Ce curieux roman présente la relation élève/professeur et professeur/élève à travers un jeu de flash-back venus d’un souvenir perdu. Julien est professeur de français dans un collège dit « difficile ». Il nous parle à la première personne de son métier, de ses moments de découragements, de ses efforts, le tout avec un cynisme qui a de quoi effrayer les parents de collégiens qui le liront. En effet, il ne se fait aucune illusion sur son rôle et n’a jamais ressenti de vocation et n’a pas d’aspiration à une mission sacrée.

En effet, Julien ne se fait aucune illusion. Il sait que l’école est un système dépassé, et que seuls les plus malins (comprendre ceux qui savent baratiner et tricher), et non les plus intelligents s’en sortiront. C’est-à-dire deux ou trois élèves par classe.

On ne peut que poser un avis mitigé sur ce roman. Car c’est bel et bien un roman, mais il est pourtant présenté comme un témoignage. La narration à la première personne n’est sans doute pas le choix le plus judicieux de l’auteur. En effet, on sent qu’il n’est pas professeur lui-même.

Régulièrement, le narrateur se plaint de finir à 17 heures à cause de réunions avec les parents, ou de conseils de classe. Quand on connaît le métier, on sait que ces réunions ont plus facilement lieu à 18 heures, voire 19 heures ! Et lors de conseils de classe ou de discipline, une sortie à 21 heures est chose commune.

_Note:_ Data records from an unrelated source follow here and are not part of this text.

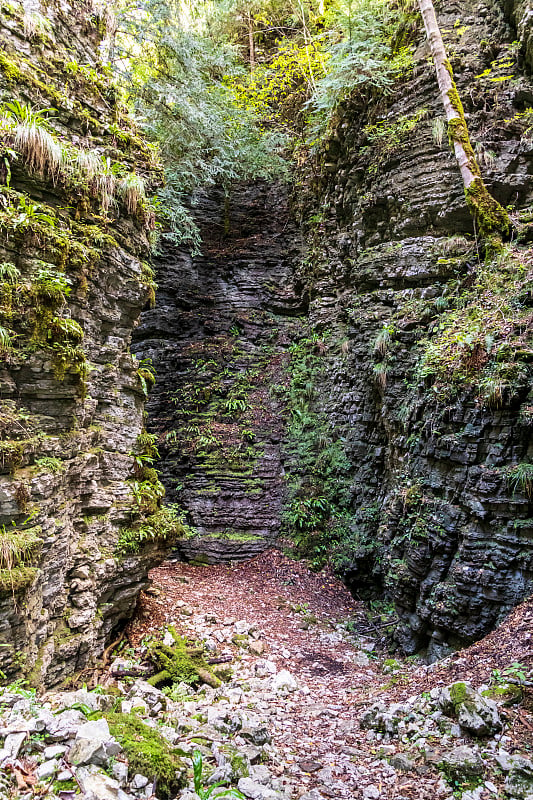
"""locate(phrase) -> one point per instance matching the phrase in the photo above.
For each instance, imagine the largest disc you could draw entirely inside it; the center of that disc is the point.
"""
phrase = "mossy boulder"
(519, 782)
(476, 714)
(462, 764)
(148, 753)
(180, 662)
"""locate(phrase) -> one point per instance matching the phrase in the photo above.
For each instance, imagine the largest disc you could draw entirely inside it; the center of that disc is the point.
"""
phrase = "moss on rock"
(148, 753)
(180, 663)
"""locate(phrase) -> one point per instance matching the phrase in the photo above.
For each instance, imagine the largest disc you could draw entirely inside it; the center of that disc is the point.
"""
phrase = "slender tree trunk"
(489, 215)
(251, 43)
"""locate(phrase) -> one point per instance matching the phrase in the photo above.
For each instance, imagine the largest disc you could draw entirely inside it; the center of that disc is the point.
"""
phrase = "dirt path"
(301, 617)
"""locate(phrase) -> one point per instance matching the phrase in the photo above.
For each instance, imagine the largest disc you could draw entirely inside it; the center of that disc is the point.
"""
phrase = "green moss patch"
(148, 753)
(16, 580)
(180, 663)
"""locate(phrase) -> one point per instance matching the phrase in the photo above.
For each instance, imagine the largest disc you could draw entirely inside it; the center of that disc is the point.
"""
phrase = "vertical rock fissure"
(218, 339)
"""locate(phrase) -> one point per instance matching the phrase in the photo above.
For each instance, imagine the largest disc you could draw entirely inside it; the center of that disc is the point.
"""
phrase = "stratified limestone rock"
(218, 339)
(436, 524)
(71, 401)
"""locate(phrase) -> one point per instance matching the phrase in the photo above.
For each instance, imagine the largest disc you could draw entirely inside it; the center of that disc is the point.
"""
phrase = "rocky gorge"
(343, 370)
(402, 441)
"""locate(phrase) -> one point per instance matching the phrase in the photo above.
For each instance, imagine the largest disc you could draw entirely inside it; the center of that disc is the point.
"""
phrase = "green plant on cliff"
(148, 753)
(175, 78)
(520, 476)
(483, 340)
(165, 525)
(33, 139)
(206, 792)
(318, 495)
(18, 548)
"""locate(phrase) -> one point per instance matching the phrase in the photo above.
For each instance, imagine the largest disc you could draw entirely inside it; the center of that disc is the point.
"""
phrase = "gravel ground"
(302, 619)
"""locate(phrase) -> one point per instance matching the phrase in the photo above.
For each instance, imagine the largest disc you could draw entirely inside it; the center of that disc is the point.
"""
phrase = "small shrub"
(132, 191)
(17, 547)
(521, 477)
(165, 525)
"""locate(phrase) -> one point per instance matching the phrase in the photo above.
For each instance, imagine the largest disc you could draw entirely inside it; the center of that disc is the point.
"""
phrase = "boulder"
(94, 744)
(462, 764)
(519, 781)
(476, 714)
(284, 682)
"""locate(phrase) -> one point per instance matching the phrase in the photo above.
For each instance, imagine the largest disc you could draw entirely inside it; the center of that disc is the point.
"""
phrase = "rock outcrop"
(439, 470)
(218, 339)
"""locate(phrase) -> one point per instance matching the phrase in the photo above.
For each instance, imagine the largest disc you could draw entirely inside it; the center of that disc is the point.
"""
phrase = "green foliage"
(175, 79)
(482, 340)
(363, 60)
(205, 792)
(516, 671)
(6, 338)
(520, 476)
(9, 272)
(148, 753)
(147, 494)
(52, 465)
(165, 525)
(180, 662)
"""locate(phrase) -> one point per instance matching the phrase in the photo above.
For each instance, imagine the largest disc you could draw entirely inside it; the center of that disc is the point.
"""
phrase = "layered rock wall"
(440, 523)
(218, 339)
(72, 286)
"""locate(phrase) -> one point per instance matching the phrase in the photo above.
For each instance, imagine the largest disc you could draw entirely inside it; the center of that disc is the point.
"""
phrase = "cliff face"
(218, 339)
(396, 405)
(72, 286)
(431, 396)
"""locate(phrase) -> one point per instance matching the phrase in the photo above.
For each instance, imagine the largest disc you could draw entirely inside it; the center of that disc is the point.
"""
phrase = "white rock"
(12, 745)
(284, 681)
(96, 785)
(47, 769)
(263, 668)
(54, 751)
(256, 791)
(139, 781)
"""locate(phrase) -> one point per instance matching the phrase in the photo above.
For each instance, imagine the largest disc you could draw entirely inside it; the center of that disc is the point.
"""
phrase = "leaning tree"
(491, 219)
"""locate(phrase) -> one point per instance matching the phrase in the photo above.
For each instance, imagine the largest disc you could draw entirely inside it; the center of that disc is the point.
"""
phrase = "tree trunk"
(489, 215)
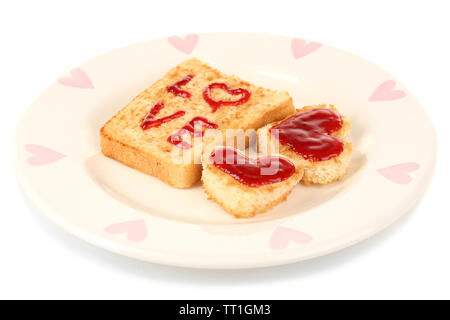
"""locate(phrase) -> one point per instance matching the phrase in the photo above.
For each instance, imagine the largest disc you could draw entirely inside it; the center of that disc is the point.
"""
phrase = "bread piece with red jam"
(316, 138)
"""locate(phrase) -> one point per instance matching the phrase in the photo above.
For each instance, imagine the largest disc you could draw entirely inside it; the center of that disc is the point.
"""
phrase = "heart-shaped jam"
(194, 128)
(216, 104)
(308, 134)
(150, 122)
(176, 87)
(252, 172)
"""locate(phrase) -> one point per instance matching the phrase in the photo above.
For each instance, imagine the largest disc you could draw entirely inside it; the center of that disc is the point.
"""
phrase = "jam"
(176, 90)
(150, 122)
(244, 93)
(308, 134)
(252, 172)
(191, 128)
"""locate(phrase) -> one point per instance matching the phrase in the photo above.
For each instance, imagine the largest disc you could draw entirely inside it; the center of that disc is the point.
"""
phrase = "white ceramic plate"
(61, 169)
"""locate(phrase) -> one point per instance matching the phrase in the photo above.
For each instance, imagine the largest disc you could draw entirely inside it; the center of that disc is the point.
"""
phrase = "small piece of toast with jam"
(245, 186)
(316, 138)
(175, 111)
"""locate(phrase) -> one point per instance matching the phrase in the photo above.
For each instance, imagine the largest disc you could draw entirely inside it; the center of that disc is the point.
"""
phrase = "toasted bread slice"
(149, 151)
(241, 199)
(316, 172)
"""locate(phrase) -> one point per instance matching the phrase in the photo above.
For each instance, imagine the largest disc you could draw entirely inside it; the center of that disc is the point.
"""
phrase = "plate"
(61, 168)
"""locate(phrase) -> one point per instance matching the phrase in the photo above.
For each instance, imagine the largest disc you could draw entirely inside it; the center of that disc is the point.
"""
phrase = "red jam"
(308, 134)
(252, 172)
(190, 128)
(150, 122)
(176, 90)
(244, 93)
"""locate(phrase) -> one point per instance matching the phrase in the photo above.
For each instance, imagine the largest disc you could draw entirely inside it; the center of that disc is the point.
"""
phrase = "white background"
(41, 40)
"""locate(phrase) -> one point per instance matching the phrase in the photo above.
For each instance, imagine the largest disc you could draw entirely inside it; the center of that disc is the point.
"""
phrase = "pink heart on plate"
(386, 92)
(282, 236)
(42, 155)
(301, 48)
(136, 230)
(399, 173)
(78, 79)
(186, 44)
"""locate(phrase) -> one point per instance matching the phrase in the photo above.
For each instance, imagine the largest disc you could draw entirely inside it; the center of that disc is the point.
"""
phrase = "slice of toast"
(171, 104)
(316, 172)
(246, 199)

Par ailleurs, il s’interroge sur l’orientation de certains de ses élèves sans jamais mentionner de conseiller d’orientation. La relation tendue avec le proviseur est également assez étrange. Une biographie aurait été intéressante dans le cas de cet auteur, mais la seule chose qu’on peut trouver en ligne, c’est que Sortie de classes est son premier roman. Dans cette optique, il ne faut donc pas oublier qu’on se trouve face à un roman, et non un témoignage, c’est important. Mais un aspect autobiographique pourrait peut-être enrichir notre sentiment après lecture.

En ce qui concerne l’histoire à proprement parler, elle est très intéressante et prenante. Un soir, Julien se remémore une camarade de classe, partie en pleurant. De fil en aiguille, il se rappelle alors d’une amitié peu commune avec un autre camarade. Il va chercher à le contacter, et, en rencontrant d’anciens camarades, il se rend compte qu’il n’était pas vraiment celui qu’il croyait. Ce qui l’amène à s’interroger sur son métier et sa relation aux élèves.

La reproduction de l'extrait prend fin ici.